Was heute in unseren Bildungseinrichtungen unter Vorgabe der OECD produziert wird, sind gut ausgebildete Ungebildete, es sind weitgehend verrohte und für menschliches Leid desensibilisierte Egozentriker, die nicht mehr zwischen Gut und Böse, sondern nur mehr zwischen Vorteil und Nachteil, zwischen Gewinn und Verlust zu unterscheiden gelernt haben. Sie sind die Exponenten eines negativen Individualismus, eines Individualismus ohne Autonomiebedürfnis und Moral. Denn diese postmodernen Individualisten kultivieren den Aufstieg durch Anpassung, realisieren ihre Karriere durch willfähriges Mitmachen. Pragmatisch und cool sind diese Leute, äußerlich manchmal extravagant, zumeist ziemlich stylish und auf ästhetische Unverwechselbarkeit bedacht, innerlich aber hohl, geistlos, nur von materiellen Wertinteressen geleitet.
Es ist wohl wahr, wir sind mit Volldampf auf dem Weg in die totale Ego-Gesellschaft. Kann uns noch irgendetwas aufhalten? Können wir noch die Wende schaffen, im letzten Augenblick? Schwer zu sagen, aber zumindest sollten wir uns moralisch dazu verpflichtet fühlen, einen Versuch zu unternehmen, den Wahnsinn zu stoppen. Anfangen sollten wir dabei in der Bildungspolitik, und zwar mit einer Bildungsdiskussion unter absichtlicher Ignorierung aller OECD-Studien, insbesondere der PISA-Studie.

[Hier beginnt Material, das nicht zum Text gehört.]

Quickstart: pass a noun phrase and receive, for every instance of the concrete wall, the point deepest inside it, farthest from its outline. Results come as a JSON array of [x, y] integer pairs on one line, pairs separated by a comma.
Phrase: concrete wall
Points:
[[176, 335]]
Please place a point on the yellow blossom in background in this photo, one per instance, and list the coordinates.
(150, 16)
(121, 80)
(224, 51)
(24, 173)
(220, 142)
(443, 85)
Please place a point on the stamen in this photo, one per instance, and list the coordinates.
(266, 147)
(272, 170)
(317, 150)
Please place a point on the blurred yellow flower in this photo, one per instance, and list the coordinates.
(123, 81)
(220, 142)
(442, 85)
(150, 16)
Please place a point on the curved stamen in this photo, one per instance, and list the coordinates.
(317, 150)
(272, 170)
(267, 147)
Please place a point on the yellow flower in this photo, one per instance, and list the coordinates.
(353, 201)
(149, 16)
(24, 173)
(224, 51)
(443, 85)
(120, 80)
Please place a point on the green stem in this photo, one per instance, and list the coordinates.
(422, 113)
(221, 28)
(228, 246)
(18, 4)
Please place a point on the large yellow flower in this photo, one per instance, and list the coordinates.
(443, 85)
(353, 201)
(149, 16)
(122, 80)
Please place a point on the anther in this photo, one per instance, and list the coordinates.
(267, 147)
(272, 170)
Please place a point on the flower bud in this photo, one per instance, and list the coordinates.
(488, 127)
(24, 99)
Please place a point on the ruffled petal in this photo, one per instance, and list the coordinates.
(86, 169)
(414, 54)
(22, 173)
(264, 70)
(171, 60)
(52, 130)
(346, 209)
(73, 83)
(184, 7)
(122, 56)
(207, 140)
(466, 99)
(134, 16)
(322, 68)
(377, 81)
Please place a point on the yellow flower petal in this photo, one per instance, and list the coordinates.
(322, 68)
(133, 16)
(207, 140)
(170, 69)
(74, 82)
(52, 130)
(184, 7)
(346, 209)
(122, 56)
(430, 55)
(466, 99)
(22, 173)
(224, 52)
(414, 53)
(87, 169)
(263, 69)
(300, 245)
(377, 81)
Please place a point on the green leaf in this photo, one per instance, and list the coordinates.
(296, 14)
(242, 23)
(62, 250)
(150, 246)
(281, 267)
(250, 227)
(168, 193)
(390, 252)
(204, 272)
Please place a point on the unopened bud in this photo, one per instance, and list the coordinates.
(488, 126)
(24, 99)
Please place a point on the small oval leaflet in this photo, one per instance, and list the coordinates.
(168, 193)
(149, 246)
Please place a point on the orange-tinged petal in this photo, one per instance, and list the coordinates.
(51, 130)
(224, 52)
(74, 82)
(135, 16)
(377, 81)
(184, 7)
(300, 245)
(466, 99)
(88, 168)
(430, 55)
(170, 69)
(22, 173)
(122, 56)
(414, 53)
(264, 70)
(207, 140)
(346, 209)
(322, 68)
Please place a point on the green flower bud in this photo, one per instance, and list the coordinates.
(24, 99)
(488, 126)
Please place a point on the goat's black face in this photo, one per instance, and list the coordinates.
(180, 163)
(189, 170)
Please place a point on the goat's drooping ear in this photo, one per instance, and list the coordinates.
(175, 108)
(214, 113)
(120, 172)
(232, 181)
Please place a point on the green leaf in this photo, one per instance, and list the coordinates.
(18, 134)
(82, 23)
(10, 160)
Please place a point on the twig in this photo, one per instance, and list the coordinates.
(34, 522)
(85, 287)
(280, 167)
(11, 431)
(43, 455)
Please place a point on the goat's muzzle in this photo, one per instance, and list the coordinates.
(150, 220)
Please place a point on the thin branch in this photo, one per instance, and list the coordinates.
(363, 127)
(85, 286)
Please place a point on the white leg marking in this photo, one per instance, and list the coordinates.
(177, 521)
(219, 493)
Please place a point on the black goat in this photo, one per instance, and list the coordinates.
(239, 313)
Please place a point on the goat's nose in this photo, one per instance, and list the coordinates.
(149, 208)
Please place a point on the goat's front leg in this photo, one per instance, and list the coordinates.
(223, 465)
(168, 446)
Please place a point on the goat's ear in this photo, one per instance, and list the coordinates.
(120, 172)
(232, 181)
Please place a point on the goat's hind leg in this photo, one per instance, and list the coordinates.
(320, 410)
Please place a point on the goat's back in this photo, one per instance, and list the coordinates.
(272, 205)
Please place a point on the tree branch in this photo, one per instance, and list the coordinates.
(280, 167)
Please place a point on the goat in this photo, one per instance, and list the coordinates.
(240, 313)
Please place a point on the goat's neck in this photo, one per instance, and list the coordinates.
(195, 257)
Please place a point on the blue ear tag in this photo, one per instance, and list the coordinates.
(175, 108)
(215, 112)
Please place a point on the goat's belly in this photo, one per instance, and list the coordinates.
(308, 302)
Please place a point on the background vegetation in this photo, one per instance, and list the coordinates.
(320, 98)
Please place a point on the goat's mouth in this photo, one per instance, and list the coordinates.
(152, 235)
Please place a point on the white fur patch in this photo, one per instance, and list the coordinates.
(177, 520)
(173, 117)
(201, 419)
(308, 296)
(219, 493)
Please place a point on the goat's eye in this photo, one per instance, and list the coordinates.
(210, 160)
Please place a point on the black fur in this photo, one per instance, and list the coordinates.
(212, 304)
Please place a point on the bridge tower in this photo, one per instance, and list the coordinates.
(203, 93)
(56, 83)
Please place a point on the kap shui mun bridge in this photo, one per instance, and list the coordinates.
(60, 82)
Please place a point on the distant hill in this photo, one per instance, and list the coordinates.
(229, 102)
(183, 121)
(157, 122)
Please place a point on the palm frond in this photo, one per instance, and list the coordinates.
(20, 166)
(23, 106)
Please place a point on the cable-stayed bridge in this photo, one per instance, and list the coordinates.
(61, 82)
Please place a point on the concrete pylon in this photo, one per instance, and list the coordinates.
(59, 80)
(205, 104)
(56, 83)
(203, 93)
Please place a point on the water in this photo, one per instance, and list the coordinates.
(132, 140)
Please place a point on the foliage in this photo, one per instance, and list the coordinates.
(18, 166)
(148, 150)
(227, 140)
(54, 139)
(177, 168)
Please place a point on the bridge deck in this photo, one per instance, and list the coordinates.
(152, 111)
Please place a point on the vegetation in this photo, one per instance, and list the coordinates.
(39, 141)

Es ist an der Zeit, sich vom Gängelband der positivistischen Bildungstechnokraten zu lösen und wieder einen qualitativen Bildungsdiskurs zu beginnen - der anstelle der technokratischen Vermittlung von verwertbarem Wissen die Erziehung zur Mündigkeit in den Mittelpunkt stellt. Unser Ziel sollte es sein, die halbierte technokratische Vernunft in die Schranken zu weisen und an deren Stelle wieder das zu setzen, was Theodor W. Adorno mit Bildung als Widerstand gegen das Aufgedrängte bezeichnet hat.
Erziehung gegen PISA ist nur als Erziehung zur Selbstreflexion und zur kritischen Anstrengung, als Erziehung zum Widerspruch und zum Widerstand denkbar. Ganz im Sinne von Adorno brauchen wir in den Bildungsinstitutionen mehr Kritik und weniger blinden Gehorsam und verbissenen Fleiß. Die Hoffnung, dass wir die Karawane, die in die totale Ego-Gesellschaft unterwegs ist, stoppen können, liegt in einer humanistischen Erziehung, die junge Menschen zur kritischen Reflexion über die Verhältnisse, zur Selbstbestimmung und am Ende auch, wenn es angezeigt ist, zum Nicht-Mitmachen befähigt und ermutigt.
Zur Person: Bernhard Heinzlmaier, 53, gehört zu den bekanntesten Jugendforschern im deutschsprachigen Raum. Er ist Mitbegründer des Wiener Instituts für Jugendkulturforschung und seit 2003 dessen ehrenamtlicher Vorsitzender. Hauptberuflich leitet er das Marktforschungsunternehmen tfactory in Hamburg. Daneben hat er verschiedene Lehraufträge inne.